Mike Gregory / (Michael Gregory) → Bass guitarist and vocalist in two Merseybeat bands, The Escorts (“The One To Cry,” UK #49, 1964) from 1962-67-and the Swinging Blue Jeans (“Hippy Hippy Shake,” #24, UK #2, 1963)) from 1967-72, co-founded Big John’s Rock & Roll Circus in 1973 (later to become The Rock ‘n’ Roll Circus after the death of frontman Johnny Goodison) and performed with the band through 2005, spent the next 18 years as a solo retro-60s vocalist, died from unspecified causes on 4/27/2023, age 76.

April 28
Tim Bachman / (Timothy Gregg Bachman) → With his brothers Randy and Robbie, founding member and guitarist for Canadian hard rockers Bachman-Turner Overdrive, the band scored five straight Top 10 hits in Canada in 1974 and 1975, including “You Ain’t Seen Nothing Yet” (#1, CAN #1, 1974), left in 1974 due to differences with older brother Randy, rejoined for a 1984 reunion and tours in 1987 and 1988, became a real estate agent in the 90s and 2000s, was charged twice in the 10s but not convicted for alleged child-sex cases in the 90s, was not included when his bandmates were inducted into the Canadian Music Hall of Fame in 2014, died from brain cancer on 4/28/2023, age 71.

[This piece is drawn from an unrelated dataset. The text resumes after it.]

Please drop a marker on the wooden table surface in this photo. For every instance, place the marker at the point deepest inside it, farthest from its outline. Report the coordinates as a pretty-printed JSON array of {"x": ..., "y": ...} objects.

Johnny Fean → Joined Irish band Horslips in 1972 as guitarist and played with the Celtic rock pioneers for nearly 50 years through various dissolutions, reformations, and spin-offs, in 2008 played with horn rock The Miami Showband and later formed The Johnny Fean Band with Miami bandmate Stephen Travers, rejoined Horslips for occasional live performances in the 10s and died at home from unspecified causes on 4/28/2023, age 71.